Se guardó el teléfono en el bolsillo y siguió hojeando el contenido de los cajones que tenía ante sí. Un archivador en cuyo lomo se leía «Desaparecidos» captó su interés. Algún colega muy ambicioso se había dedicado a reunir las denuncias de desaparición relacionadas con investigaciones policiales. Tenía negras las yemas de los dedos de tanto pasar hojas polvorientas y se las limpió en el pantalón corto antes de abrir el poco abultado archivador. Tras pasar varias hojas leyendo por encima, supo que acababa de darle a su memoria el empujón que necesitaba. Debería haberlo recordado de inmediato, teniendo en cuenta que eran muy pocas las personas que, habiendo desaparecido de verdad, no habían sido encontradas después. Sería la edad, que ya empezaba a hacer de las suyas. En cualquier caso, allí estaban las denuncias y tenía el presentimiento de que no era casualidad. En 1979 se habían presentado dos denuncias de la desaparición de otras tantas mujeres que nunca fueron halladas. Y en el barranco de Kungsklyftan encontraban ahora dos esqueletos.

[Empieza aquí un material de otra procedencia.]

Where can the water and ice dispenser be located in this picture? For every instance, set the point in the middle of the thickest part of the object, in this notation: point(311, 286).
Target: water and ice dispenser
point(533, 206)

Se llevó todo el archivador a la oficina para repasarlo a la luz del día y sentado ante su escritorio.
Los caballos eran la única razón por la que se quedaba allí. Con mano experta, fue cepillando el lomo del caballo castrado. El trabajo físico era para ella como una válvula de escape por la que evacuaba su frustración. Sencillamente, era una mierda tener diecisiete años y no poder decidir sobre su propia vida. En cuanto alcanzase la mayoría de edad, se largaría de aquel agujero. Entonces aceptaría la oferta de aquel fotógrafo que se le acercó un día en que iba por el centro de Gotemburgo. Cuando se hubiese convertido en modelo, viviese en París y tuviese montañas de dinero, les diría a todos dónde se podían meter los malditos estudios. El fotógrafo le había dicho que, cada año que pasaba, su valor como modelo disminuía, de modo que perdería miserablemente un año de su vida hasta que tuviese la oportunidad de empezar, todo porque al viejo se le había metido en la cabeza lo de los estudios. ¿Quién necesitaba estudios para desfilar por la pasarela?; y luego, cuando tuviese veinticinco o así y empezase a resultar demasiado mayor para la pasarela, seguro que se casaría con un millonario y entonces podría reírse de la amenaza de desheredarla. En un solo día podría gastarse en compras tanto como el viejo había reunido en toda su vida.